On this website we offer practical advice for business owners trying to deal with changes wrought by the Internet. That’s what this article will be about as well – but I want to focus more on the spirit of the Digital Revolution, and the kind of mindset it takes to grapple with it.
I’ve explained my story a couple of times in this column – I graduated from college, turned my attention to creative writing, became discouraged, and took Cloud Wise Academy classes instead, trying to gain some supplemental skill.
The rest is history: I was hired as an intern, and since then I’ve been writing about technology and business in Shasta county (and writing for our web marketing clients across the nation). Since then, I haven’t really written about how I feel about that.
In point of fact: I feel great! I’m writing for a living. But what’s more – I feel as though the blinders have been taken off. I feel as though any goal I want to achieve, or any good I want to do in the world can be accomplished with the skills I’ve acquired and a lot of hard work. Going into 2017, I feel as though I have a clear path in the world and it leads wherever I want it to.
I bring this up not to brag that I’ve achieved enlightenment, but to point out that I’m pretty sure most business owners are propelled by a feeling very much like this. My bosses – the founders of this company – certainly seem to be given the hours they work and their boundless enthusiasm.
The Digital Revolution signifies an age of fast change.
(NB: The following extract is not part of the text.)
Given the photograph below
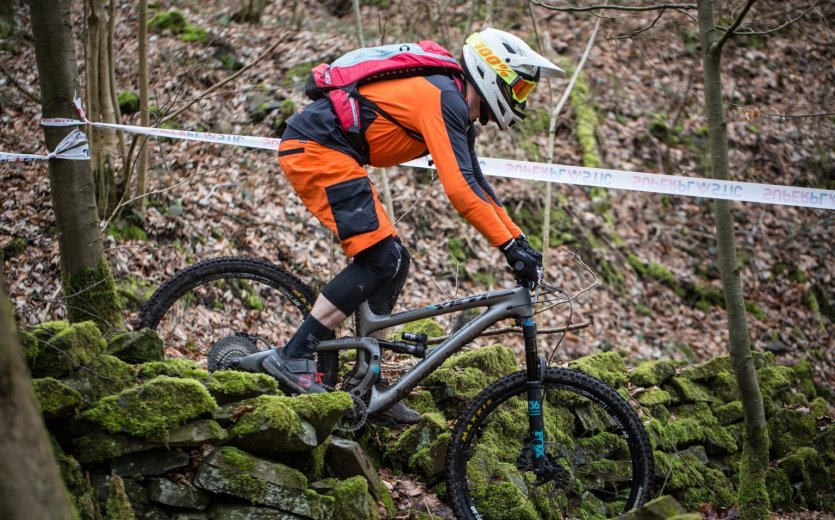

Things are upside, mixed up, and topsy turvy. Those who are on the bottom today may be on the top tomorrow and vice versa. The rules are constantly being rewritten. Heck, Google changes its algorithms twice a day! Given that, a learn-as-you-go, high energy, just-try-it approach to business is practically requisite to survive our metamorphosing economy.
There’s a reason Joe Mckenna – founder of Cloud Wise Academy and the Being Found Help Center – hired interns without a lot of experience and trained them, rather than relying on people who already had a lot of knowledge. He wanted employees who wouldn’t have to forget everything they thought they knew before they could become helpful.
Our motto here at the Digital Revolution Radio Show, and in the Cloud Potential family of companies generally, is “fail as fast as you can.” Failure is how you learn, and yet people try as hard as they can to avoid it. Many hold themselves back from launching themselves into the business world because they fear the one thing that they absolutely need to do. Fail.
Given that – I wish you all optimism in the coming year. I wish you thick skin. I wish you many edifying failures. I wish for you all to hold onto that feeling that was first in your heart when you thought to start your business.
And blessed be those who never stop learning. Blessed be the innovators, especially in Shasta County. Good luck to our small business people and non-profits, who are all trying to improve this county we love.
From all of us here at the Digital Revolution Radio show, Merry Christmas. And a fast-paced New Year.